The Phone Call that Matters
For ARM, the relationship with FlowRider has been as important as the product itself. Safety is non-negotiable in the attractions industry and Brown consistently notes that FlowRider shows up on that front, from chairing committees on ASTM standards development to on-site training sessions where flow instructors get hands-on time with the manufacturer’s own team.
“That connection, to actually be taught by the manufacturer, is special. Not a lot of folks have the opportunity to do that.”
The durability story matters too, especially for municipal operators making decisions that have to hold up to a city council and a long-term budget. After eight years and 400,000-plus annual riders, the FlowRider Double at Epic Waters recently completed its first full refurbishment, ride surface, padding, mechanical overhaul. It looks brand new. Brown expects to do it again in another eight or nine years. For a municipality weighing a major capital investment, that kind of predictable maintenance cycle is exactly what the feasibility study needs to reflect.
But what Brown comes back to most is simpler than any of that.
“Inevitably, something comes up on July 4th weekend. And you want to have that lifeline. You want to know that when you pick up the phone, someone is going to answer.”
Eight years in, someone at FlowRider always has.
What Other Cities Come to See
Epic Waters has become a destination that other operators and city officials visit when they’re deciding whether to build. Bellevue, Bradley, Pecos, Greeley, municipalities from across the country have tour the park, watch the wave, and walk away saying the same thing.
“They all say, I want that. I want that attraction.”
For ARM, that validation has done more than generate goodwill. It has shaped a replicable model. The same logic that made Epic Waters work, a FlowRider at the center of the design, flexible programming built around the wave, a community that grows over time, is the model ARM brings to every new project.
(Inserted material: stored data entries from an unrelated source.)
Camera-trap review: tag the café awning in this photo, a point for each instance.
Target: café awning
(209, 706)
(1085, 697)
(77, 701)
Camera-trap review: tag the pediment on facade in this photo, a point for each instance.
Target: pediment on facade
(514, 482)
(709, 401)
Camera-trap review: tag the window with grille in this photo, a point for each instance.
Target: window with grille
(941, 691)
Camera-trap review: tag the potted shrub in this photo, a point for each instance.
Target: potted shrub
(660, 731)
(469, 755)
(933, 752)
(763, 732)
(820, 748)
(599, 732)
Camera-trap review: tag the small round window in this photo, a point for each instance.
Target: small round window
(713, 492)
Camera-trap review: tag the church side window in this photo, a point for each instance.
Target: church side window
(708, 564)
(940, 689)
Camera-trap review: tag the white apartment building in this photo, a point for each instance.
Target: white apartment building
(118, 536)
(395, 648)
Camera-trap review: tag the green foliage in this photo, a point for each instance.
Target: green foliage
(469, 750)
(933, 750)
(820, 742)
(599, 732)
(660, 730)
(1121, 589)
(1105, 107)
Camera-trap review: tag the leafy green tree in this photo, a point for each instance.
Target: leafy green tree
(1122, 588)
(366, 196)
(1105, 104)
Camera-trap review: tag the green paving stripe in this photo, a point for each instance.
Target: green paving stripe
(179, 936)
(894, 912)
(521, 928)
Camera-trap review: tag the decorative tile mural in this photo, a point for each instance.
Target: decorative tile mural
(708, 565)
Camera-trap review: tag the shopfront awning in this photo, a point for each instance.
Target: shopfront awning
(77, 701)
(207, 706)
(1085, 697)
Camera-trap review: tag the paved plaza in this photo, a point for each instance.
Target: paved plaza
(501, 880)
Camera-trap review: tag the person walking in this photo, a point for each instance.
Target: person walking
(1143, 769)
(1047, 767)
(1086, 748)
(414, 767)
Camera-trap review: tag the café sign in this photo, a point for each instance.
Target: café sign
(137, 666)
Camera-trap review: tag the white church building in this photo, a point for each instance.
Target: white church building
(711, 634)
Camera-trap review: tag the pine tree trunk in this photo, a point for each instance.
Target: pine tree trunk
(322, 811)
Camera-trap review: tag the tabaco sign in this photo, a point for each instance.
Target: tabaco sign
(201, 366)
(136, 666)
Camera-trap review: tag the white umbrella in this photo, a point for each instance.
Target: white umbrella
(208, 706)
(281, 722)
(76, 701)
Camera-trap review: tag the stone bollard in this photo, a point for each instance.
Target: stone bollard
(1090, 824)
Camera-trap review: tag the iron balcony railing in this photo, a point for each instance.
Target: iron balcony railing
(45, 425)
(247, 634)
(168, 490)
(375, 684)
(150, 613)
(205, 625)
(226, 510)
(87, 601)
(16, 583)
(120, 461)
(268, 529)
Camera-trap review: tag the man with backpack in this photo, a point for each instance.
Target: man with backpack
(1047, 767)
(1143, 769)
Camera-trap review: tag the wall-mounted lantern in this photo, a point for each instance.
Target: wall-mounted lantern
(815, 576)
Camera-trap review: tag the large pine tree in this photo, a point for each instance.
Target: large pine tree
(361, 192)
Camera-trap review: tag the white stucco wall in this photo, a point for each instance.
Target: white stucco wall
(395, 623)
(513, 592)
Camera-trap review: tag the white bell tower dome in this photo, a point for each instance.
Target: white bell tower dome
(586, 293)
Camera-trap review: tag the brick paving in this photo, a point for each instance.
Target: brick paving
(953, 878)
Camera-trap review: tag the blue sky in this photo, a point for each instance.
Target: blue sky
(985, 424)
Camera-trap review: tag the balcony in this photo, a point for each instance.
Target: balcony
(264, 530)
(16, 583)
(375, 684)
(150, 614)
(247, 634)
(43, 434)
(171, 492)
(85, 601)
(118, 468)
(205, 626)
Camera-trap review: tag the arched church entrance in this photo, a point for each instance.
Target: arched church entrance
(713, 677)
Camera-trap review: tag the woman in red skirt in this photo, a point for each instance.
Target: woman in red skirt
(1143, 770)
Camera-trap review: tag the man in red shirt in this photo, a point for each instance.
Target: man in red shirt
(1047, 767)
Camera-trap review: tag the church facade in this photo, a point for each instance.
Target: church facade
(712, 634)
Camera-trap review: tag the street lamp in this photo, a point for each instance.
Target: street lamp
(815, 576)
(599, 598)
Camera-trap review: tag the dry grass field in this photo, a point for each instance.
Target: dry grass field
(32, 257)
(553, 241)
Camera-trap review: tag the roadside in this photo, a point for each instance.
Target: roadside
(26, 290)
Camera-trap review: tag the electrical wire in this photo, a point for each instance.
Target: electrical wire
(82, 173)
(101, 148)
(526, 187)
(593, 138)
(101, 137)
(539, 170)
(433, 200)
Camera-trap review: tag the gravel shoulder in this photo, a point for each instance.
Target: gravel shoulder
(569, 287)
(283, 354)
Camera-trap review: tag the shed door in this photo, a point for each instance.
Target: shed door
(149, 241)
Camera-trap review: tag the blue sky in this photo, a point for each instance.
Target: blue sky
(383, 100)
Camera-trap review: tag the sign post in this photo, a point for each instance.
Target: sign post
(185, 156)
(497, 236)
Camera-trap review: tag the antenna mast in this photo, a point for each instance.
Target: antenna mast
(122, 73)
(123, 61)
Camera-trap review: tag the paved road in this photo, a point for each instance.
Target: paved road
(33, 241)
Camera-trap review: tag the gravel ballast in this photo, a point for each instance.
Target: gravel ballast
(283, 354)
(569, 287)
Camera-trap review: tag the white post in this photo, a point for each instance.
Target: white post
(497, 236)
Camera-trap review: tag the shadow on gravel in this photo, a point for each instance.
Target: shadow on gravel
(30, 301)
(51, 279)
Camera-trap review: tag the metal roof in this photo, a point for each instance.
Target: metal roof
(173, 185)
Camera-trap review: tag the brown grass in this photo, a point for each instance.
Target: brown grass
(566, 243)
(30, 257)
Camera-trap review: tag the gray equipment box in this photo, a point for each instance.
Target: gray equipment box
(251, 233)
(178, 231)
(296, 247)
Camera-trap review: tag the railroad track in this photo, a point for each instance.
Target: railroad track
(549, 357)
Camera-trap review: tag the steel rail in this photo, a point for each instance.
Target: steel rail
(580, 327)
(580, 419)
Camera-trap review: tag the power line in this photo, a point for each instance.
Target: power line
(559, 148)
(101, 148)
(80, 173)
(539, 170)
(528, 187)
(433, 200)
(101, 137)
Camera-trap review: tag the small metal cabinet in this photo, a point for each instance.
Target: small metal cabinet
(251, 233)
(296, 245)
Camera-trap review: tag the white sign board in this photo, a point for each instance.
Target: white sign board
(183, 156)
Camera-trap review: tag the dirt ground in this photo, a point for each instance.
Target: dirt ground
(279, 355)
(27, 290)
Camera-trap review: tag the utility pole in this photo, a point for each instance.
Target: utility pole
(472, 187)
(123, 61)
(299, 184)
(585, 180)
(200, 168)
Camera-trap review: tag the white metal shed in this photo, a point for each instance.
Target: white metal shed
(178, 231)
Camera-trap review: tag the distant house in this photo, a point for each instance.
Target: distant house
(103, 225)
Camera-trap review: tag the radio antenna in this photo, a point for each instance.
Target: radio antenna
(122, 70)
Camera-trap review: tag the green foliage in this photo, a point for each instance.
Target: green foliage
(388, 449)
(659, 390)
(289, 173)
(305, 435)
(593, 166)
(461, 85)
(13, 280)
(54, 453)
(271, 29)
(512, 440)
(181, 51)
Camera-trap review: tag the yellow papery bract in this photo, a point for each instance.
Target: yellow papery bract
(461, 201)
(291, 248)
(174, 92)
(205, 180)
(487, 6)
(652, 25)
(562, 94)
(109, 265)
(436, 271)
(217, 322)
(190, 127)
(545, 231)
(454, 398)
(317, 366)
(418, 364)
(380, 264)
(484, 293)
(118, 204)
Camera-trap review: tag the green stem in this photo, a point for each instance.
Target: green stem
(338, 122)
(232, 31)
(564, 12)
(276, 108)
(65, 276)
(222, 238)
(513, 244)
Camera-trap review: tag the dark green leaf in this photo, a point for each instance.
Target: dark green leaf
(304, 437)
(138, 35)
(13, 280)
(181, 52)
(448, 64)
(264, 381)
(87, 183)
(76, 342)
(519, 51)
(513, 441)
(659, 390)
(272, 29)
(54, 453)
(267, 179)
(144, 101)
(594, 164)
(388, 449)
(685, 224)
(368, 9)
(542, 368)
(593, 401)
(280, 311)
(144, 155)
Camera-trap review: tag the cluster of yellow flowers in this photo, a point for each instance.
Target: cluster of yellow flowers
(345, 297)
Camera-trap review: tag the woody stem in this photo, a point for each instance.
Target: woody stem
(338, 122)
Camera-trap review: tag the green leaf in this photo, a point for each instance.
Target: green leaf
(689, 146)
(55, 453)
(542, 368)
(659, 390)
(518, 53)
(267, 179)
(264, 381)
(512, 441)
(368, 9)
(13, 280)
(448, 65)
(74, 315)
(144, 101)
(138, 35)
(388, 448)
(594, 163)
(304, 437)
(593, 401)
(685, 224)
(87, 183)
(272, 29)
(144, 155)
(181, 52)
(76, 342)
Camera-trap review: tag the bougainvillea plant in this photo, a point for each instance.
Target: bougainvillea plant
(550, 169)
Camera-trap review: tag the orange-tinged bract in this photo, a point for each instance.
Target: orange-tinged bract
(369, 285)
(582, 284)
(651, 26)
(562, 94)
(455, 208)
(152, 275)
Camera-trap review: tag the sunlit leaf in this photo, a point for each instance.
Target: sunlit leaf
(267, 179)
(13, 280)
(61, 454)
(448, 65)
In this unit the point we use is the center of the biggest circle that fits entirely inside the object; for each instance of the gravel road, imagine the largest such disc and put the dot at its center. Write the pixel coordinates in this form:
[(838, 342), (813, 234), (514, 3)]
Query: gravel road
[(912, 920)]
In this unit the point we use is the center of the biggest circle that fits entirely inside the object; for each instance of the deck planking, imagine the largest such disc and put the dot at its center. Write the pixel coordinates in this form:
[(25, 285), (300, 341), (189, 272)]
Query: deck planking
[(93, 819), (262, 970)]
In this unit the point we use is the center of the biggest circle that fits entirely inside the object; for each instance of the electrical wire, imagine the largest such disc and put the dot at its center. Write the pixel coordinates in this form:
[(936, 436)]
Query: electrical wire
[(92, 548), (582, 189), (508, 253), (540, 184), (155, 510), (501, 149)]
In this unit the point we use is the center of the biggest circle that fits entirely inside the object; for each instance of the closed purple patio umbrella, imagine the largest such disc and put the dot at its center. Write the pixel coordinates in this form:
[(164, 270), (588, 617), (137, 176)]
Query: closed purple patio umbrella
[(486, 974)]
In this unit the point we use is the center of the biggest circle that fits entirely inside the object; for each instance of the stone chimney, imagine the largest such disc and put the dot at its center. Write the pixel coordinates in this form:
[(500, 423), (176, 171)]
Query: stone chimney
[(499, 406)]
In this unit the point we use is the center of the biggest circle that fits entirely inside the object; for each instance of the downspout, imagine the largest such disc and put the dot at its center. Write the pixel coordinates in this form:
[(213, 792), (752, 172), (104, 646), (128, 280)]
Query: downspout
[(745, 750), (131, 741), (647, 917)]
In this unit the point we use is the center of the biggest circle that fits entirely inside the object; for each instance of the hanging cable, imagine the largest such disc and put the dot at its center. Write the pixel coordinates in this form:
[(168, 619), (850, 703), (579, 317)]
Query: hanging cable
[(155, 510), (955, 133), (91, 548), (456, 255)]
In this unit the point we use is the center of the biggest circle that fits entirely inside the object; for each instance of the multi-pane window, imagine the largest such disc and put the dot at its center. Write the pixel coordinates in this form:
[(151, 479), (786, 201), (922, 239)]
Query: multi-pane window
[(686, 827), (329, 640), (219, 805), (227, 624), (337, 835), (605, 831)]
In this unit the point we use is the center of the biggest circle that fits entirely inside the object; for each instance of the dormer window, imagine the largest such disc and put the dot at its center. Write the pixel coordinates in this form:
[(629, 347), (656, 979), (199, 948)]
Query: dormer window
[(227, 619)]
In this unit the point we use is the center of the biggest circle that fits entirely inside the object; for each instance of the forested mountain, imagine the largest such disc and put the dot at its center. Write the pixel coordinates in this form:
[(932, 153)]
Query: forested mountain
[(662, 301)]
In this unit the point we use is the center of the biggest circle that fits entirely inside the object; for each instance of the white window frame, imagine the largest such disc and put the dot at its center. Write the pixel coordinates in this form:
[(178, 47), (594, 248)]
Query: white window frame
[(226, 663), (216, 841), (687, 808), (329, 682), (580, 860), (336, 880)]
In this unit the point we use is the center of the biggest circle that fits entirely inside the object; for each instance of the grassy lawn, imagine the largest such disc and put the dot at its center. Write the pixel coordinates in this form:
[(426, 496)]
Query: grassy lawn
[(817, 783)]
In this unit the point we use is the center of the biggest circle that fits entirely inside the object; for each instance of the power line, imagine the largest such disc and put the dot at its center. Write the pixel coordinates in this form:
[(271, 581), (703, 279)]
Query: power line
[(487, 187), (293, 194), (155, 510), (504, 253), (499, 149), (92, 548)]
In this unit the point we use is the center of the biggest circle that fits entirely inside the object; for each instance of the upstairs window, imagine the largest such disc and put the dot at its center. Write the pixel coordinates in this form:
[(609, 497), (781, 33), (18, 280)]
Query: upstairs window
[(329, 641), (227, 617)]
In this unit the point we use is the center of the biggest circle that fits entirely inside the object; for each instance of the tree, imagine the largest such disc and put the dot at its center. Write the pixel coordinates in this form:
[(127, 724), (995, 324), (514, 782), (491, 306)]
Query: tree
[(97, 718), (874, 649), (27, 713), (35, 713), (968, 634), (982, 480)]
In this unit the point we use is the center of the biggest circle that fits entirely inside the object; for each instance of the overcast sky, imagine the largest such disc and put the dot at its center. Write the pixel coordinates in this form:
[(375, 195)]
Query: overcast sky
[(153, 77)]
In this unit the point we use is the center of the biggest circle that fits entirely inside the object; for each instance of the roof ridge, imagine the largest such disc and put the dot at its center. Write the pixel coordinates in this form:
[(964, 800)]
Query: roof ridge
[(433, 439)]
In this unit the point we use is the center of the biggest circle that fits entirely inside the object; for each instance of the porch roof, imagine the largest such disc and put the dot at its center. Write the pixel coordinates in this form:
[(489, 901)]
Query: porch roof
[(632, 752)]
Epic Waters is the proof of concept. And the pipeline, Brown says, is strong.
Asked what he’d tell an operator sitting on the fence, Brown doesn’t reach for a sales pitch.
“When you start to peel back the onion, you realize there’s so much more than just listing FlowRider as an attraction on your website. Folks are going to build community around it. It’s going to drive ancillary revenue. It’s going to give your guests an experience where they can truly get better.”
“On every project and every client we have, we always ask ourselves: is what we’re doing epic enough? When we look at the guest experience our visitors have on FlowRider, we can say, in all sincerity, yeah. It is.”